Mr. Cardinale said the theater fit the town’s plans for downtown redevelopment. Last month, the town formally asked for proposals from developers for a major redevelopment project along the Peconic River downtown. The project is envisioned as a small-town version of the Inner Harbor in Baltimore, the River Walk in San Antonio or the popular WaterFire in Providence, R.I., a periodic event in which wood fires are lighted in caldrons along three rivers.
“We’re not asking for them to do a master plan,” Mr. Cardinale said. “We have the master plan, and we have the zoning. We want them to tell us how they would revitalize and recreate.”
Artspace Projects, a nonprofit real estate developer in Minneapolis that specializes in creating working and living spaces for artists in downtown areas, recently visited Riverhead and was interested in playing a role in its revitalization, Mr. Cardinale said.
Peter Sieve, the manager of consulting and new projects for Artspace, said he found Riverhead “extremely charming in the best sense of the word.”
“We left with the strong impression that all the ingredients were there for an affordable artist live-work project,” he said. “We’re optimistic we will be able to help Riverhead move forward and realize its vision.”
The Town Board is also discussing a downtown historic district that would include the theater and the 1881 Vail-Leavitt Music Hall on Peconic Avenue.
The town had been close to selling the single-screen Suffolk Theater to a buyer with plans to carve it into a multiplex. Mr. Castaldi strongly disagreed with that proposal.

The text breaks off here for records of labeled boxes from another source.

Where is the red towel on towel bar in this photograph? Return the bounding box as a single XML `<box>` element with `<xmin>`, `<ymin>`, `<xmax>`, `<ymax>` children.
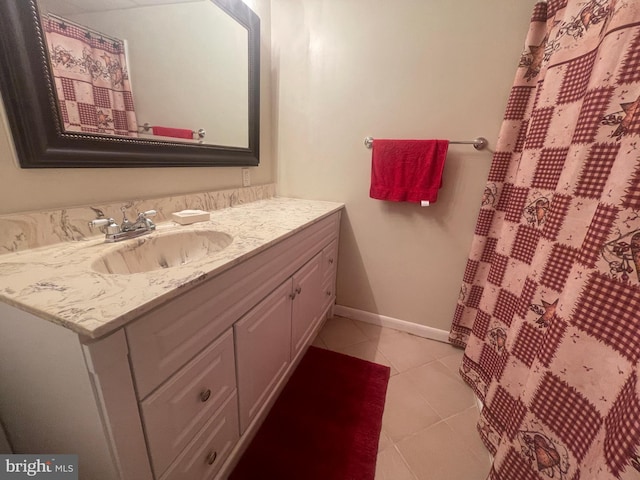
<box><xmin>151</xmin><ymin>127</ymin><xmax>193</xmax><ymax>140</ymax></box>
<box><xmin>369</xmin><ymin>139</ymin><xmax>449</xmax><ymax>203</ymax></box>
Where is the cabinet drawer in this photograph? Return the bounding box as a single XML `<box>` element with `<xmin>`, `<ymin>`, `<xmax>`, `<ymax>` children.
<box><xmin>322</xmin><ymin>239</ymin><xmax>338</xmax><ymax>279</ymax></box>
<box><xmin>141</xmin><ymin>329</ymin><xmax>236</xmax><ymax>475</ymax></box>
<box><xmin>160</xmin><ymin>392</ymin><xmax>240</xmax><ymax>480</ymax></box>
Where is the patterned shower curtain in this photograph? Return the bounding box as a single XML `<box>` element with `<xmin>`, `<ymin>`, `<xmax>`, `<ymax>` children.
<box><xmin>450</xmin><ymin>0</ymin><xmax>640</xmax><ymax>480</ymax></box>
<box><xmin>42</xmin><ymin>14</ymin><xmax>138</xmax><ymax>137</ymax></box>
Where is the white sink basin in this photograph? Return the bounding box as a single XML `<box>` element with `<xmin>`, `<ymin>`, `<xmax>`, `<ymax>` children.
<box><xmin>91</xmin><ymin>230</ymin><xmax>233</xmax><ymax>275</ymax></box>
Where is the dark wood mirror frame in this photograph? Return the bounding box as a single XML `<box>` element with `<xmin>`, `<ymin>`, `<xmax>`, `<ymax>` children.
<box><xmin>0</xmin><ymin>0</ymin><xmax>260</xmax><ymax>168</ymax></box>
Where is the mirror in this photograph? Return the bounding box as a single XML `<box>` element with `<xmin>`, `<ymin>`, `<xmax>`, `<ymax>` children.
<box><xmin>0</xmin><ymin>0</ymin><xmax>260</xmax><ymax>168</ymax></box>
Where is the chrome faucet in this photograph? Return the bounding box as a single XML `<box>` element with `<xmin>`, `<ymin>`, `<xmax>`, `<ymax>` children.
<box><xmin>89</xmin><ymin>207</ymin><xmax>157</xmax><ymax>243</ymax></box>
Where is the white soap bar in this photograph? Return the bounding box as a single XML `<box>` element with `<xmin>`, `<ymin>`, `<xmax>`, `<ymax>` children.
<box><xmin>171</xmin><ymin>210</ymin><xmax>211</xmax><ymax>225</ymax></box>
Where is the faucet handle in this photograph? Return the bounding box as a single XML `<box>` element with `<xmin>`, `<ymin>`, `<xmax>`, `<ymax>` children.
<box><xmin>89</xmin><ymin>218</ymin><xmax>120</xmax><ymax>235</ymax></box>
<box><xmin>89</xmin><ymin>218</ymin><xmax>113</xmax><ymax>229</ymax></box>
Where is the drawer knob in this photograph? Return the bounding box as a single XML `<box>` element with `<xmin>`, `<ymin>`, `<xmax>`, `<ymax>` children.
<box><xmin>207</xmin><ymin>451</ymin><xmax>218</xmax><ymax>465</ymax></box>
<box><xmin>200</xmin><ymin>388</ymin><xmax>211</xmax><ymax>402</ymax></box>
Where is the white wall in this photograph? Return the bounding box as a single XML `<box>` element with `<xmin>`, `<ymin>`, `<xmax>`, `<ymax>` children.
<box><xmin>271</xmin><ymin>0</ymin><xmax>534</xmax><ymax>330</ymax></box>
<box><xmin>0</xmin><ymin>0</ymin><xmax>276</xmax><ymax>214</ymax></box>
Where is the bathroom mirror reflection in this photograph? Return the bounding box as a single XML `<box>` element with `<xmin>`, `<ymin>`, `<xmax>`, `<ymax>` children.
<box><xmin>37</xmin><ymin>0</ymin><xmax>249</xmax><ymax>148</ymax></box>
<box><xmin>0</xmin><ymin>0</ymin><xmax>260</xmax><ymax>168</ymax></box>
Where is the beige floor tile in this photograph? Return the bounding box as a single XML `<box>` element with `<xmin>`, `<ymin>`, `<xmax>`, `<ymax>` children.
<box><xmin>438</xmin><ymin>350</ymin><xmax>463</xmax><ymax>378</ymax></box>
<box><xmin>445</xmin><ymin>407</ymin><xmax>491</xmax><ymax>465</ymax></box>
<box><xmin>378</xmin><ymin>430</ymin><xmax>393</xmax><ymax>453</ymax></box>
<box><xmin>382</xmin><ymin>373</ymin><xmax>441</xmax><ymax>442</ymax></box>
<box><xmin>311</xmin><ymin>335</ymin><xmax>328</xmax><ymax>350</ymax></box>
<box><xmin>335</xmin><ymin>340</ymin><xmax>398</xmax><ymax>375</ymax></box>
<box><xmin>375</xmin><ymin>447</ymin><xmax>416</xmax><ymax>480</ymax></box>
<box><xmin>318</xmin><ymin>317</ymin><xmax>368</xmax><ymax>350</ymax></box>
<box><xmin>378</xmin><ymin>332</ymin><xmax>436</xmax><ymax>372</ymax></box>
<box><xmin>396</xmin><ymin>422</ymin><xmax>489</xmax><ymax>480</ymax></box>
<box><xmin>406</xmin><ymin>361</ymin><xmax>476</xmax><ymax>418</ymax></box>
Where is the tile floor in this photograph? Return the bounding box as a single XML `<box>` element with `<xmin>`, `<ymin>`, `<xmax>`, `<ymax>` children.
<box><xmin>313</xmin><ymin>317</ymin><xmax>490</xmax><ymax>480</ymax></box>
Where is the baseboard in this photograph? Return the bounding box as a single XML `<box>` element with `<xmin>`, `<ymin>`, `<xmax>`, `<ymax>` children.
<box><xmin>333</xmin><ymin>305</ymin><xmax>449</xmax><ymax>343</ymax></box>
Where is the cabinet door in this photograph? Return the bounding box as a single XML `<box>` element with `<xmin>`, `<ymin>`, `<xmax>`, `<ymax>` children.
<box><xmin>291</xmin><ymin>253</ymin><xmax>323</xmax><ymax>358</ymax></box>
<box><xmin>233</xmin><ymin>280</ymin><xmax>291</xmax><ymax>433</ymax></box>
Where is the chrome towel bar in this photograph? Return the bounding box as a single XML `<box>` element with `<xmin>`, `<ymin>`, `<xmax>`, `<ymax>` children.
<box><xmin>364</xmin><ymin>137</ymin><xmax>489</xmax><ymax>150</ymax></box>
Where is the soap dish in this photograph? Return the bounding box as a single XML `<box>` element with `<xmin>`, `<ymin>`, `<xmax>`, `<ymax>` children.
<box><xmin>171</xmin><ymin>210</ymin><xmax>211</xmax><ymax>225</ymax></box>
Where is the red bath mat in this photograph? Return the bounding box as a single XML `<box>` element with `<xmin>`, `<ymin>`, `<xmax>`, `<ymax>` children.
<box><xmin>229</xmin><ymin>347</ymin><xmax>390</xmax><ymax>480</ymax></box>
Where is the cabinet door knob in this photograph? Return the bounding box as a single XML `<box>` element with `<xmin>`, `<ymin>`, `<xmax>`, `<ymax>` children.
<box><xmin>207</xmin><ymin>451</ymin><xmax>218</xmax><ymax>465</ymax></box>
<box><xmin>200</xmin><ymin>388</ymin><xmax>211</xmax><ymax>402</ymax></box>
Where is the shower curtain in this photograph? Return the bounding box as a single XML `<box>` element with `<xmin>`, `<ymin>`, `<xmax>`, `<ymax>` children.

“To save the building, it has to be a theater,” he said. He would leave the stage intact and with a single screen, but would expand the backstage area by 5,000 square feet, adding dressing rooms, lighting and sound equipment and a loading dock. He said he would also enlarge the lobby and add lighting, seats and more restrooms. And he would apply for a liquor license.
As word of the proposed renovation spread, people with memories of the theater visited during a recent open house. Some took old seats the Castaldis were giving away.
Larry Penny, 69, who grew up in Mattituck, said he and friends used to hitchhike to see movies at the Suffolk Theater during the heyday of downtown Riverhead in the late 1940’s and early 1950’s.
“It was a classy theater and the place to go for first-run movies,” said Mr. Penny, now the director of natural resources and environmental protection for the Town of East Hampton. “In those days Riverhead was where it was at. For us it was like going to the Big Apple. There were two newspapers, and it was a place of culture and entertainment and all that kind of stuff.”
The downtown declined during the 1970’s and in more recent years has suffered as retailers like the Tanger factory outlet center, Wal-Mart, the Home Depot, Best Buy, Target and Pier 1 Imports opened on Route 58, once a downtown bypass.
Downtown, meanwhile, lost Swezey’s department store, but it gained the Atlantis Aquarium, which draw visitors to East Main Street not far from the theater.
New development, including an office building facing the river, is already planned. Suffolk County is also spending $35 million to renovate the court buildings on Griffing Avenue, which runs north from Main Street. A sculptor, Giancarlo Biagi, plans a studio in the space between the Barth drugstore, a Main Street mainstay, and the EastEnders Coffee House, a recent arrival.
“I’d say Riverhead is certainly on the upswing,” Mr. Dippel said. “It’s going to be a lot of fun just riding the wave of what’s going to happen here.”